Unterm Strich wird in der Debatte deutlich: Die Landesregierung ist der Garant der Verlässlichkeit. Die Landesregierung hält das ein, was im Koalitionsvertrag niedergelegt ist.

Herr Laschet steht an der Kippe der Energiewende.

(Armin Laschet [CDU]: Was heißt denn hier „Kippe“?)

Herr Lindner hat sich davon bereits verabschiedet. Die Landesregierung ist der verlässliche Garant der Energiewende in Nordrhein-Westfalen.

(Beifall von der SPD und den GRÜNEN)

Vielen Dank, Herr Minister. – Für die SPD-Fraktion spricht der Kollege Thiel.

Sehr geehrter Präsident! Sehr geehrte Abgeordnete! Sehr geehrte Damen und Herren! Liebe Kolleginnen und Kollegen aus dem Tagebau Garzweiler! Ich gehöre zu den Abgeordneten, die mit Leidenschaft für die Interessen ihrer Region eintreten, und freue mich, dass ich dazu jetzt Gelegenheit habe.

Der Tagesordnungspunkt lautet: „Zukunft des rheinischen Braunkohlereviers – weiteres Verfahren zu Garzweiler II“. Ich möchte meiner Enttäuschung über den Antrag von CDU und FDP Ausdruck verleihen. Ihr Antrag vom 1. April geht am Thema vorbei, Ihre Reden heute auch.

(Beifall von der SPD und den GRÜNEN)

Herr Lindner, Sie lächeln mich so freundlich an. Das ist schön. Aber was sagen Sie den Leuten vor Ort? Was sagen Sie den Menschen, Herr Laschet? Wo steht die CDU in der Frage: Soll Holzweiler umgesiedelt werden oder soll es nicht umgesiedelt werden? Dazu erklären Sie sich nicht.
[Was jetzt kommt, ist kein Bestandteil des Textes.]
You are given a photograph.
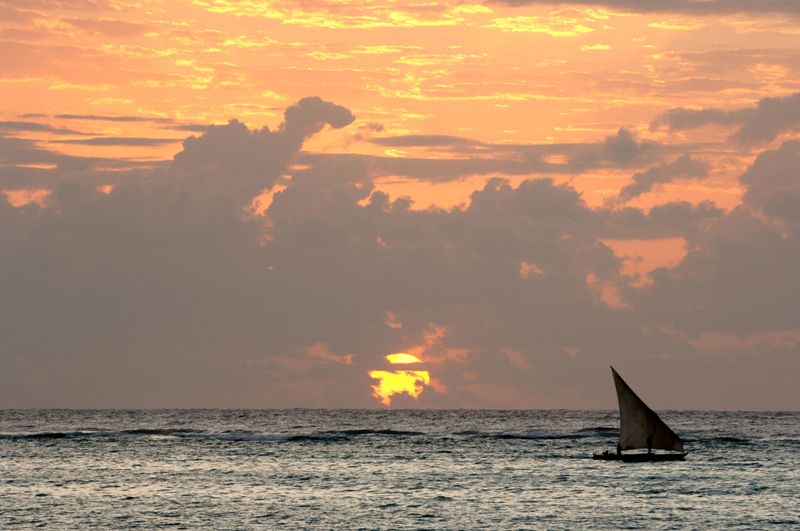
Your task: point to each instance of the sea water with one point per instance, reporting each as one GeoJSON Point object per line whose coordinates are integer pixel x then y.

(Christian Lindner [FDP], ein Dokument hochhaltend: Das widerspricht der geübten Praxis!)

Sie zitieren Zeitungen. Sie verstecken sich hinter anderen. Sie haben keine eigene Meinung.

(Beifall von der SPD und den GRÜNEN)

Egal was herauskommt. Für Sie ist es egal. Sie nehmen das, was kommt und machen es sich zu Eigen. Verlässlichkeit, meine Damen und Herren, sieht anders aus.

(Beifall von der SPD und den GRÜNEN)

Am 28. April tagt der Braunkohlenausschuss. Dort steht die Entscheidung für den dritten Umsiedlungsabschnitt an. Die dafür notwendige energiepolitische Begründung der Landesregierung liegt vor. Ich werde als Mitglied im Braunkohlenausschuss der Umsiedlung zustimmen.

(Vorsitz: Vizepräsident Oliver Keymis)

Damit ist die wesentliche Voraussetzung für den Fortgang des Tagebaus gesichert. Das wissen Sie alle ganz genau. Das bedeutet Klarheit für die von Umsiedlung betroffenen Menschen, Klarheit für die Arbeitnehmer und ihre Familien. Dazu hört man von Ihnen – und ich sage: ganz bewusst – gar nichts.

(Beifall von der SPD und den GRÜNEN)

Die Arbeitsplätze sind auf Jahrzehnte gesichert. Im Rheinischen Revier können allein bis 2030 100 Millionen Jahrestonnen Braunkohle gefördert werden. Das entspricht dem jetzigen Umfang. Und ich sage Ihnen: Mehr ist energetisch auch gar nicht umzusetzen.

1,2 Milliarden Tonnen Braunkohle aus Garzweiler II – die Zahlen wurden schon genannt, ich wiederhole sie gerne –, 1,6 Milliarden Tonnen aus Hambach und 0,4 Milliarden Tonnen aus Inden – das sind die Fakten. Sie malen den Ausstieg der Braunkohle an die Wand. Ich sage Ihnen: Ein Ausstieg sieht doch ganz anders aus.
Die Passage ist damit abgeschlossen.